Karen Martin and Aaron Allston edited the book, and the graphic design and cartography was done by Dave Sutherland, Dennis Kauth, and Ron Kauth. While working for TSR, Heard arranged a freelance arrangement with them to write the Gazetteer, requesting to do a ninety-six page project because he felt that sixty-four pages would not be enough to detail the setting.

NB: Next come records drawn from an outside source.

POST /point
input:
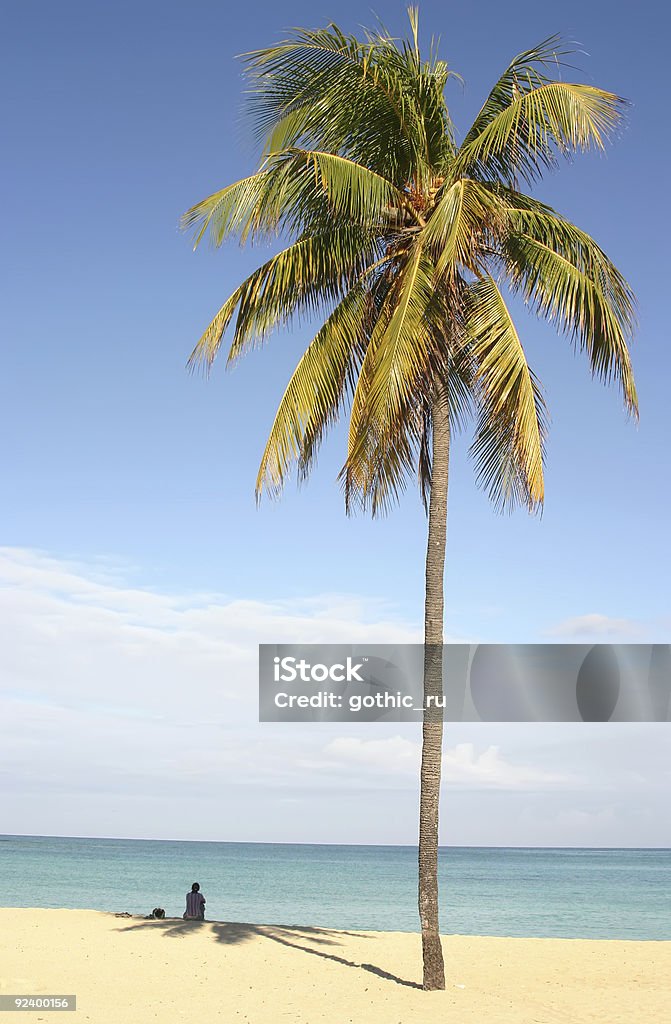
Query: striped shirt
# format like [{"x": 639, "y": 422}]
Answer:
[{"x": 195, "y": 904}]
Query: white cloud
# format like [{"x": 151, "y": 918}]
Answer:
[
  {"x": 595, "y": 625},
  {"x": 462, "y": 765}
]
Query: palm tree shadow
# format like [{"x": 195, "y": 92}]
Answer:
[{"x": 233, "y": 933}]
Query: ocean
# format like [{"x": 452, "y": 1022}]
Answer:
[{"x": 563, "y": 893}]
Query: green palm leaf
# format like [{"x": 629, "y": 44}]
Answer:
[{"x": 508, "y": 445}]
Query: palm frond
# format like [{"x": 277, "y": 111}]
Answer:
[
  {"x": 466, "y": 212},
  {"x": 567, "y": 278},
  {"x": 540, "y": 122},
  {"x": 511, "y": 429},
  {"x": 316, "y": 391},
  {"x": 316, "y": 270}
]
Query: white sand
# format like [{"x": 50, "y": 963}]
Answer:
[{"x": 131, "y": 970}]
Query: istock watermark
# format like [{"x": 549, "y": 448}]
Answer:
[{"x": 480, "y": 682}]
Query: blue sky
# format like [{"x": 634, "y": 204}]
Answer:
[{"x": 116, "y": 460}]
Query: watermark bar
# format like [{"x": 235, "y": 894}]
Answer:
[
  {"x": 480, "y": 683},
  {"x": 34, "y": 1004}
]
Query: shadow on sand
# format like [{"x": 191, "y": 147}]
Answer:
[{"x": 232, "y": 933}]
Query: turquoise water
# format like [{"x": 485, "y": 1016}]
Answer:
[{"x": 602, "y": 894}]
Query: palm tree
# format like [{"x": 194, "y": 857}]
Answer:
[{"x": 402, "y": 241}]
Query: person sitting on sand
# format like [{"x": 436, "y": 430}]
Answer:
[{"x": 195, "y": 904}]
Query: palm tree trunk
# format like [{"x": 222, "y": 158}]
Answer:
[{"x": 432, "y": 726}]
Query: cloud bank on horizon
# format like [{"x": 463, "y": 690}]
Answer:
[{"x": 132, "y": 712}]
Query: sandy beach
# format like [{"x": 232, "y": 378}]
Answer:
[{"x": 130, "y": 969}]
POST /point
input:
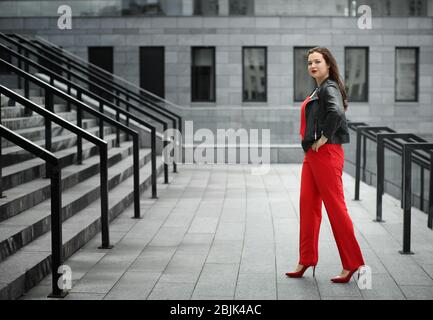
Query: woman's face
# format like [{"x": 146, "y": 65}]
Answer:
[{"x": 317, "y": 66}]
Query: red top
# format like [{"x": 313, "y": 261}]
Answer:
[{"x": 303, "y": 121}]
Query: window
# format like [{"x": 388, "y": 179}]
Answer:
[
  {"x": 356, "y": 73},
  {"x": 206, "y": 7},
  {"x": 203, "y": 74},
  {"x": 303, "y": 82},
  {"x": 254, "y": 74},
  {"x": 406, "y": 74},
  {"x": 241, "y": 7}
]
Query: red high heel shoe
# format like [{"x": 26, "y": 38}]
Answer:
[
  {"x": 300, "y": 273},
  {"x": 345, "y": 279}
]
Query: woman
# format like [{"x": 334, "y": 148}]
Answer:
[{"x": 323, "y": 130}]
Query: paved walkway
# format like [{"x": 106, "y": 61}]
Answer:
[{"x": 218, "y": 232}]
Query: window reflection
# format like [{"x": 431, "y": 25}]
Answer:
[
  {"x": 406, "y": 74},
  {"x": 241, "y": 7},
  {"x": 206, "y": 7},
  {"x": 303, "y": 82},
  {"x": 203, "y": 74},
  {"x": 254, "y": 74}
]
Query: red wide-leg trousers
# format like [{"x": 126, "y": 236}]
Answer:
[{"x": 321, "y": 181}]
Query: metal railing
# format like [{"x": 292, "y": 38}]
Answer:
[
  {"x": 50, "y": 117},
  {"x": 386, "y": 139},
  {"x": 102, "y": 102},
  {"x": 56, "y": 201},
  {"x": 109, "y": 87}
]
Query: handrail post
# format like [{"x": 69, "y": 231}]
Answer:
[
  {"x": 422, "y": 189},
  {"x": 127, "y": 110},
  {"x": 358, "y": 161},
  {"x": 26, "y": 81},
  {"x": 68, "y": 104},
  {"x": 79, "y": 139},
  {"x": 430, "y": 200},
  {"x": 105, "y": 233},
  {"x": 153, "y": 160},
  {"x": 101, "y": 122},
  {"x": 1, "y": 162},
  {"x": 117, "y": 129},
  {"x": 136, "y": 155},
  {"x": 380, "y": 156},
  {"x": 165, "y": 156},
  {"x": 56, "y": 232},
  {"x": 48, "y": 129},
  {"x": 19, "y": 79}
]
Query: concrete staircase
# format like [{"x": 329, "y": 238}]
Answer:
[{"x": 25, "y": 240}]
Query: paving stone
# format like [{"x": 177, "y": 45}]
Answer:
[
  {"x": 242, "y": 249},
  {"x": 418, "y": 292},
  {"x": 261, "y": 286},
  {"x": 133, "y": 285}
]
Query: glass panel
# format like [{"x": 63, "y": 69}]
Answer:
[
  {"x": 303, "y": 82},
  {"x": 254, "y": 79},
  {"x": 203, "y": 74},
  {"x": 206, "y": 7},
  {"x": 356, "y": 73},
  {"x": 406, "y": 74}
]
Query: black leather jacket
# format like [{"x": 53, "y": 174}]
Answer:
[{"x": 325, "y": 115}]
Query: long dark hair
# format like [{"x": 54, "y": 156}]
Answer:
[{"x": 333, "y": 70}]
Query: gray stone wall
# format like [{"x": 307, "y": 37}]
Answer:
[{"x": 279, "y": 34}]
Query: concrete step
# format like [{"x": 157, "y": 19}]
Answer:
[
  {"x": 21, "y": 229},
  {"x": 19, "y": 111},
  {"x": 13, "y": 155},
  {"x": 22, "y": 172},
  {"x": 38, "y": 133},
  {"x": 25, "y": 195},
  {"x": 31, "y": 264},
  {"x": 34, "y": 121},
  {"x": 5, "y": 101}
]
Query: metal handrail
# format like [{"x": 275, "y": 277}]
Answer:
[
  {"x": 56, "y": 202},
  {"x": 409, "y": 155},
  {"x": 101, "y": 100},
  {"x": 102, "y": 118}
]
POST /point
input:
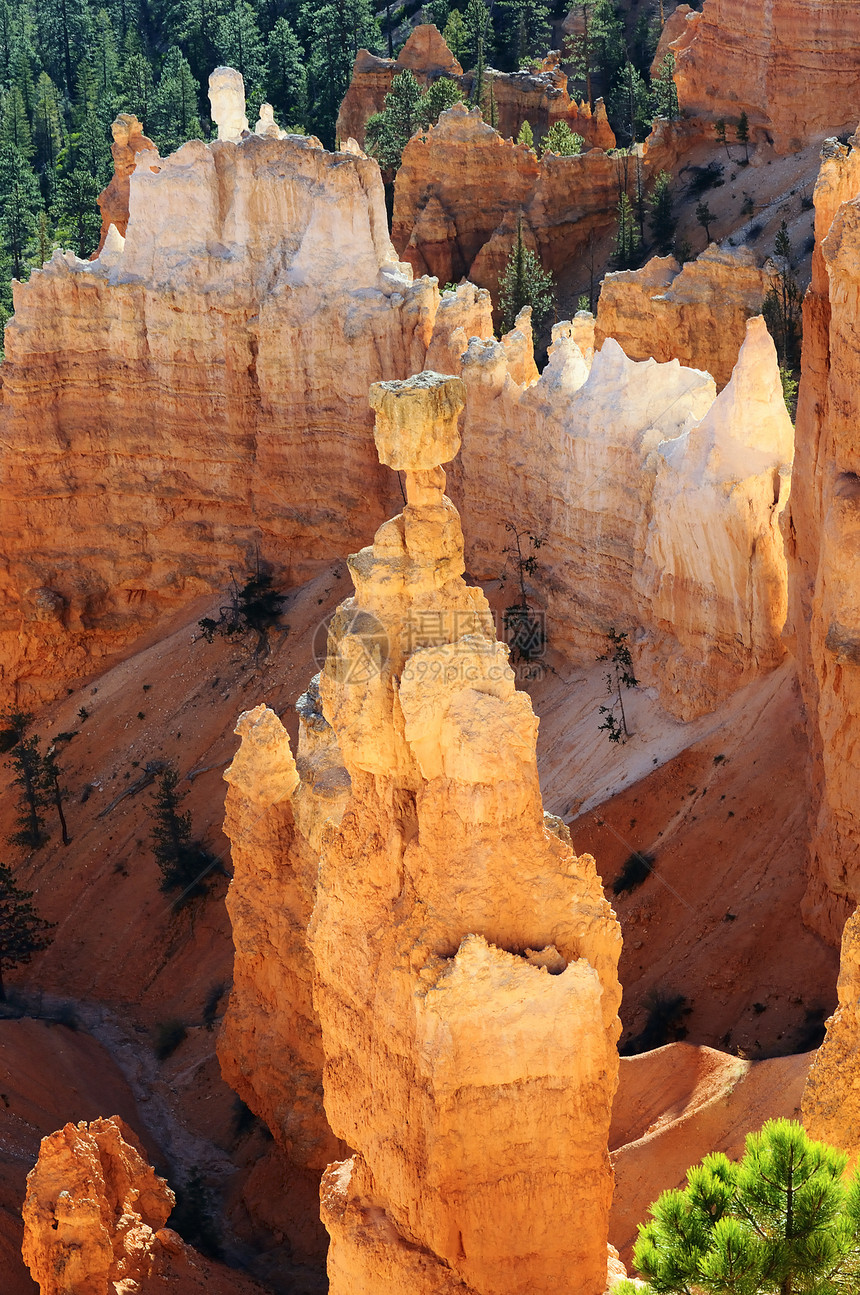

The Principalities of Glantri was the third in a series of Gazetteer books, each of which treats one nation or empire of the D&D game's Known World; it was preceded by GAZ1 The Grand Duchy of Karameikos and GAZ2 The Emirates of Ylaruam.

==Reception==
Ken Rolston reviewed The Principalities of Glantri for Dragon magazine #129 (January 1988). Rolston called Glantri "Quite an unusual D&D game setting", as it is a nation run by an aristocracy of magic-users, numbered among them disguised lycanthropes, vampires, necromancers, liches, and Immortals; and "a nation where religion is prohibited, and where being a cleric is a capital offense". Rolston commented that "Glantri City is the best-developed AD&D or D&D game city" he had seen, with the exception of Lankhmar as presented in TSR's Lankhmar: City of Adventure, noting that his favorite part is the similarity to Venice: "Glantri City has canals rather than streets, and travel is by bridge, gondola, or private boat". He also felt that the setting was visually "one of the nicest things from TSR in a long time", with its color map and the interior illustrations by Stephen Fabian, which Rolston called "strikingly ornamented and full of character". He concluded that "The Principalities of Glantri is well-written, nicely presented, and full of nifty and original suggestions for running a campaign in a land ruled by magic-users. There are plenty of ideas, tones, and themes to choose from, with a refreshingly flexible and spontaneous attitude toward introducing new rules and offbeat ideas." Rolston felt that the source of its greatest strengths was the focus on magic-users, although he ceded that dungeon masters (DMs) may hesitate to run a campaign in a setting where clerics are illegal but can be played covertly. He also felt that most of the ideas, characters, and settings could be used for the AD&D game, and that "no AD&D game supplement offers such a rich development of the role of the magic-user".